Suppose I have a die with six arithmetic operations--- $${-}2, {-}1, \times 0, +1, +2, +3$$ ---and that each roll of the die is uniformly distributed.
To any finite sequence of rolls of the die, assign the value given by successively applying the operations to a starting value of $0$. So, for example, for the $5$-term sequence $(+1,+3,{-}2,\times 0,-1)$, the value would be: $$((((0 + 1) + 3) - 2) \times 0) - 1 = -1 .$$ For any number $n$ of rolls, we can ask for the fraction $P_n(k)$ of $n$-roll sequences that have value $k$.

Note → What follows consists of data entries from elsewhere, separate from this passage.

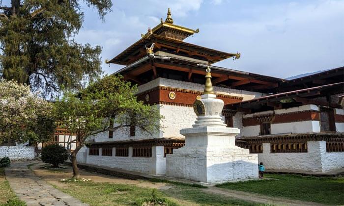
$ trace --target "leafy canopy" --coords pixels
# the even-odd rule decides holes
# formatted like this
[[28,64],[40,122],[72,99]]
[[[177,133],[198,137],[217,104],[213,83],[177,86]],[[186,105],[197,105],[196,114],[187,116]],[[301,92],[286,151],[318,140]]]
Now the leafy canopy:
[[111,0],[0,0],[0,75],[51,96],[97,77],[101,47],[73,39],[84,21],[81,2],[102,19],[112,6]]
[[52,112],[51,103],[29,86],[0,79],[0,144],[49,139],[55,128]]
[[[159,129],[162,118],[156,106],[138,101],[136,85],[120,76],[105,76],[78,95],[66,93],[55,104],[61,128],[77,135],[78,151],[92,135],[135,126],[147,134]],[[71,143],[72,142],[70,142]]]

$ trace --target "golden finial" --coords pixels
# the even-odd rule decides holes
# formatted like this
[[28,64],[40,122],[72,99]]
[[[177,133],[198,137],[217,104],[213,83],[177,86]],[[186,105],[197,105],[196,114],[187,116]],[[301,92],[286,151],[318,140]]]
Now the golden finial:
[[211,73],[210,73],[210,68],[208,67],[205,70],[205,85],[204,86],[204,94],[215,94],[213,89],[213,85],[211,84]]
[[167,11],[167,17],[166,17],[165,22],[173,24],[173,19],[172,19],[172,17],[171,16],[171,10],[170,8],[169,8],[169,10]]

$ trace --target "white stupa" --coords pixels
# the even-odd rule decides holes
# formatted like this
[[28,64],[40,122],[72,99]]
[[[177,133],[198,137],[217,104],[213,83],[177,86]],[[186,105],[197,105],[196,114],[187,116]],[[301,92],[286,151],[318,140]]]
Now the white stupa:
[[235,146],[236,128],[228,128],[220,116],[224,102],[216,99],[210,69],[202,99],[194,103],[197,119],[180,130],[185,146],[166,155],[166,176],[207,183],[258,178],[257,154]]

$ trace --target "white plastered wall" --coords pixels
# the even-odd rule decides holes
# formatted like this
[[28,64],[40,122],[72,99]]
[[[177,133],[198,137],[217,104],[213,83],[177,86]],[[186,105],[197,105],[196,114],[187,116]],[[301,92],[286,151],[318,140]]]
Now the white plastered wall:
[[[275,115],[301,112],[307,110],[318,111],[319,107],[314,104],[307,104],[300,106],[288,108],[287,109],[276,109]],[[265,111],[244,115],[243,118],[250,118],[263,114],[272,114],[273,110]],[[271,134],[282,134],[285,133],[308,133],[319,132],[320,123],[318,121],[305,121],[288,123],[271,124]],[[243,127],[243,134],[245,136],[258,136],[260,131],[260,125],[254,125]]]
[[307,153],[270,153],[270,143],[263,143],[258,161],[266,169],[326,172],[344,168],[344,152],[327,152],[325,141],[308,141]]

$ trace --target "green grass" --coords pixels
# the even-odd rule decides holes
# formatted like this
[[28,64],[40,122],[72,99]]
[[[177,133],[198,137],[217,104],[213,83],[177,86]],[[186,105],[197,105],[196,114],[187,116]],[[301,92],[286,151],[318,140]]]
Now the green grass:
[[0,168],[0,206],[16,197],[8,181],[5,179],[4,168]]
[[[135,205],[142,200],[149,199],[153,192],[153,189],[128,184],[93,182],[64,183],[67,186],[55,187],[90,206]],[[173,188],[168,190],[158,191],[157,198],[170,203],[169,205],[185,205],[186,201],[203,206],[258,205],[207,193],[192,185],[172,186]]]
[[219,187],[332,205],[344,204],[344,178],[266,174],[272,179],[226,183]]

How can I find an explicit expression for the function $$f(k) := \lim_{n \to \infty} P_n(k)?$$
This answer expands on A. Kriegman's and folds in some of my comments thereunder.
Let $P_n(k)$ denote the fraction of values of $n$-term sequences with value $k$, which we can interpret as the probability that the value of a uniformly randomly selected $n$-term sequence has value $k$.

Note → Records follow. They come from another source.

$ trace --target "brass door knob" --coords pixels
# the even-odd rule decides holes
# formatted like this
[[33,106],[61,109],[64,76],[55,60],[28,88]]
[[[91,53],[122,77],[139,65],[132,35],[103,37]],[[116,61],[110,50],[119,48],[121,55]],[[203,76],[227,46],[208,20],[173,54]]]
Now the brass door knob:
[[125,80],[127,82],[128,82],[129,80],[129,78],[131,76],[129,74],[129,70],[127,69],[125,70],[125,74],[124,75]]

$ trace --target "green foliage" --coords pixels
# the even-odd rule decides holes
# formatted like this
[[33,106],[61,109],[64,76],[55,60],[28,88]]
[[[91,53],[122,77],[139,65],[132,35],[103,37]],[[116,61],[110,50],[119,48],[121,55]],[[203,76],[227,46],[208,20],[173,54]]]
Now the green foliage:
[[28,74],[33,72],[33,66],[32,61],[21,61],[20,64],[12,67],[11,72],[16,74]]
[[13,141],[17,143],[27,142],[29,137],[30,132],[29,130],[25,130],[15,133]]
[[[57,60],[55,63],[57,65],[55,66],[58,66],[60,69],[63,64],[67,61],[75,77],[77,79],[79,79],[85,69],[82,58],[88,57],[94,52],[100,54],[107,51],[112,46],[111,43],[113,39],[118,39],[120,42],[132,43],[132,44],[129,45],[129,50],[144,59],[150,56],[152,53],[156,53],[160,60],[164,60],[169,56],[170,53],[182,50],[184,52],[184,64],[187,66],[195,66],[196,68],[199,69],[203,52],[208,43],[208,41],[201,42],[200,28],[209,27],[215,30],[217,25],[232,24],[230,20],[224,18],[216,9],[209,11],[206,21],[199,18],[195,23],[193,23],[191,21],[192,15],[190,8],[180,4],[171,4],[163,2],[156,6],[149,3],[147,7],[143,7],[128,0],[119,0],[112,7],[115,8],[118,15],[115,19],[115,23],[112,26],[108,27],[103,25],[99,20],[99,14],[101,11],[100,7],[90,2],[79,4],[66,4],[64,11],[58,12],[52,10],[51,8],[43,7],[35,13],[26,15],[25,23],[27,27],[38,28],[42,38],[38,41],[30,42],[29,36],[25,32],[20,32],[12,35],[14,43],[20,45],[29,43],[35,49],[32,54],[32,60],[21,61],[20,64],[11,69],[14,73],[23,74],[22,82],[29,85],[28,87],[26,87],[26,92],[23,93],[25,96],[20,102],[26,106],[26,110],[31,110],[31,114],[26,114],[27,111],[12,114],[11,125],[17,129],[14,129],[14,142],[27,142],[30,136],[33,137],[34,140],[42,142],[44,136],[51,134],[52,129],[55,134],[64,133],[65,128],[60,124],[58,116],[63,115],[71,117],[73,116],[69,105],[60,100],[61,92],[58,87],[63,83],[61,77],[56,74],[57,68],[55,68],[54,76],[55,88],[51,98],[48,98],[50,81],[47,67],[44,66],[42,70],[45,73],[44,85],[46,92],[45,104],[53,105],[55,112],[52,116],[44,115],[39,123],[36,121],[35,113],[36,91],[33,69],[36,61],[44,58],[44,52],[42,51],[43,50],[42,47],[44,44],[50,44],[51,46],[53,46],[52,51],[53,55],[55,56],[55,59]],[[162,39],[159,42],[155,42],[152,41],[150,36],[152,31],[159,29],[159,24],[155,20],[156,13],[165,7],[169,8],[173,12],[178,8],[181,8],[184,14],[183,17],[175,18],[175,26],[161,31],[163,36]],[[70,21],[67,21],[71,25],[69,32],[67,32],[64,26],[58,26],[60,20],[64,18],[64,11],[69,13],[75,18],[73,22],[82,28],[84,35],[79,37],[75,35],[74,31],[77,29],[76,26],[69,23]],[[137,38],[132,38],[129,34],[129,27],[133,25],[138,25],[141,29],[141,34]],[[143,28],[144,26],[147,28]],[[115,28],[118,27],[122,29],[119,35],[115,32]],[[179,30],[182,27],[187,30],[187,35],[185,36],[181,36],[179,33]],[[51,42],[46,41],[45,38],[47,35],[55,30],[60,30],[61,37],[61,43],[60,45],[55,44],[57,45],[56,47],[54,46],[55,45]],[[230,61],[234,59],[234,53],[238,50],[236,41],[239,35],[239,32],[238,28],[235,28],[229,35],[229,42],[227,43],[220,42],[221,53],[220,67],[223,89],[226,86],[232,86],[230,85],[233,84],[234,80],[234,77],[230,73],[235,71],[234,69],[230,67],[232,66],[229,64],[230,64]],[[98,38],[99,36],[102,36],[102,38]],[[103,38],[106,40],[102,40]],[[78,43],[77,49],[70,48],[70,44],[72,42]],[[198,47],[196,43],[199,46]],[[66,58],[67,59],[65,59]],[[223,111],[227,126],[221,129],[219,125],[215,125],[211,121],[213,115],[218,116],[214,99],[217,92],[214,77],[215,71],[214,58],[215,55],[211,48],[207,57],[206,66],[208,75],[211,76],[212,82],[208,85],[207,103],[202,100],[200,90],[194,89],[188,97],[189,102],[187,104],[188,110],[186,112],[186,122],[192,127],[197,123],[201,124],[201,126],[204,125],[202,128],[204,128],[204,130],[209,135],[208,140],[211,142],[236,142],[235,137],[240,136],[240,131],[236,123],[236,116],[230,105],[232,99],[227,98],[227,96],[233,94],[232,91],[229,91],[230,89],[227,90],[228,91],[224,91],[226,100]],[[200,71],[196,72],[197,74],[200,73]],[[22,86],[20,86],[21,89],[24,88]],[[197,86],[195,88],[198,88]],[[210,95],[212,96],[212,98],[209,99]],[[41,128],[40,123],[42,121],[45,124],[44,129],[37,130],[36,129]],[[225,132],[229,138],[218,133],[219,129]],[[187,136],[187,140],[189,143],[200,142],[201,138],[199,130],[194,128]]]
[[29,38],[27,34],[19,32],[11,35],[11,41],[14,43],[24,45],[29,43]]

The limiting probabilities $p_k := \lim_{n \to \infty} P_n(k)$ are stable under the application of a uniformly selected die roll, giving an infinite set of equalities: $$\begin{array}{rcll} p_k &=& \frac{1}{6}(p_{k - 3} + p_{k - 2} + p_{k - 1} + p_{k + 1} + p_{k + 2}), & k \neq 0 \\ p_0 &=& \frac{1}{6}(p_{- 3} + p_{- 2} + p_{- 1} + p_{1} + p_{2} + 1) . \\ \end{array}\qquad (\ast)$$
The first equation defines a linear recurrence with characteristic polynomial $$p(r) = r^5 + r^4 - 6 r^3 + r^2 + r + 1,$$ and so the half-infinite sequences $\{p_k\}_{k \leq 0}$ and $\{p_k\}_{k \geq 0}$ can be given as linear combinations of powers $\alpha_i^k$ of the roots $\alpha_i$ of $p$ (possibly with different coefficients for $k > 0$ and $k < 0$).

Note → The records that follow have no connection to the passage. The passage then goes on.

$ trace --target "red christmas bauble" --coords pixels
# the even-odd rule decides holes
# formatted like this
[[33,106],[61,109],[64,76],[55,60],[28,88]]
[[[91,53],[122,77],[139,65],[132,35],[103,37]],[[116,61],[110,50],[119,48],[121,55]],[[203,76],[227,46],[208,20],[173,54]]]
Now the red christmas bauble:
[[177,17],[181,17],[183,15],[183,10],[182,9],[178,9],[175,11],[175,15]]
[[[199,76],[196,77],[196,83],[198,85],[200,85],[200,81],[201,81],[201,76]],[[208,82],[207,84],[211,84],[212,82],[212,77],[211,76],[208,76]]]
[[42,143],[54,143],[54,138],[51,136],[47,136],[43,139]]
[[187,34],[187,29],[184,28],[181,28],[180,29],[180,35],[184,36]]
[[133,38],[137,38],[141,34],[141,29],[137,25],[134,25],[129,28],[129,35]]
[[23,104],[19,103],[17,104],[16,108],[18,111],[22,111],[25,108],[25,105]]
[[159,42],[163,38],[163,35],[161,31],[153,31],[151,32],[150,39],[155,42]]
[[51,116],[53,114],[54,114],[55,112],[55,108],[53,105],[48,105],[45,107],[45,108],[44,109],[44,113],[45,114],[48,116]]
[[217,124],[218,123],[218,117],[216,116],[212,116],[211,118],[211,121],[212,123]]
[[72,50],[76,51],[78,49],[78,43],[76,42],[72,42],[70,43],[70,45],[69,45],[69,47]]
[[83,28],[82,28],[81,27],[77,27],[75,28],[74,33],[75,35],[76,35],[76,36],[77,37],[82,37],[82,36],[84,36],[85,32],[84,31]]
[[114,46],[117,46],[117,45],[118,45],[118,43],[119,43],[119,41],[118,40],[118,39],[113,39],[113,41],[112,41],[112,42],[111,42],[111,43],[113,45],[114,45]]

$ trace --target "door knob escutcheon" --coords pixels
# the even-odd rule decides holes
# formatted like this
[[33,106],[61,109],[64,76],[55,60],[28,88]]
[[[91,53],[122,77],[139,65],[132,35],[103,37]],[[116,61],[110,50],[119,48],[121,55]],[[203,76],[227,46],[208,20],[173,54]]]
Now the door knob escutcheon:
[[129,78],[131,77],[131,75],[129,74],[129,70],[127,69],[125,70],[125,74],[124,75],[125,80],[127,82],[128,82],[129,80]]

The roots of $p$ are : $$ \alpha = 0.82140\ldots, \quad \beta = -0.27496\ldots+i 0.38561 \ldots, \quad \bar\beta, \quad \gamma = 1.77912\ldots, \quad \delta = -3.05060\ldots . $$ Since $0 \leq p_k \leq 1$ for all $k$, the coefficients of $\gamma, \delta$ (whose real parts have absolute value $> 1$) must be zero for the sequence $\{p_k\}_{k \geq 0}$, and the coefficients of $\alpha, \beta, \bar\beta$ (whose real parts have absolute value $< 1$) must be zero for $\{p_k\}_{k \leq 0}$, and so $$\boxed{\begin{array}{rcll} p_k &=& A \alpha^k + B (\beta^k + \bar\beta^k), &k \geq 0 \\ p_k &=& C \gamma^k + D \delta^k , &k \leq 0 \end{array}\qquad (\ast\ast)}$$ for some constants $A, B, C, D$. (NB we can rewrite $\beta^k + \bar\beta^k$ as a manifestly real expression, namely, as $2 e^{\operatorname{Re}(\beta) k} \cos (\operatorname{Im}(\beta) k)$.) We can find those constants by producing an independent linear system in those variables and solving; one option is to substitute the expressions $(\ast\ast)$, $k = -1,0,1$ in $(\ast)$. We get one equation each from substituting the first and second equations in $(\ast\ast)$ in $(\ast)$, or we can replace one of those two equations with the condition $A + 2 B = C + D$ given by substituting $k = 0$ in both of the equations in $(\ast\ast)$.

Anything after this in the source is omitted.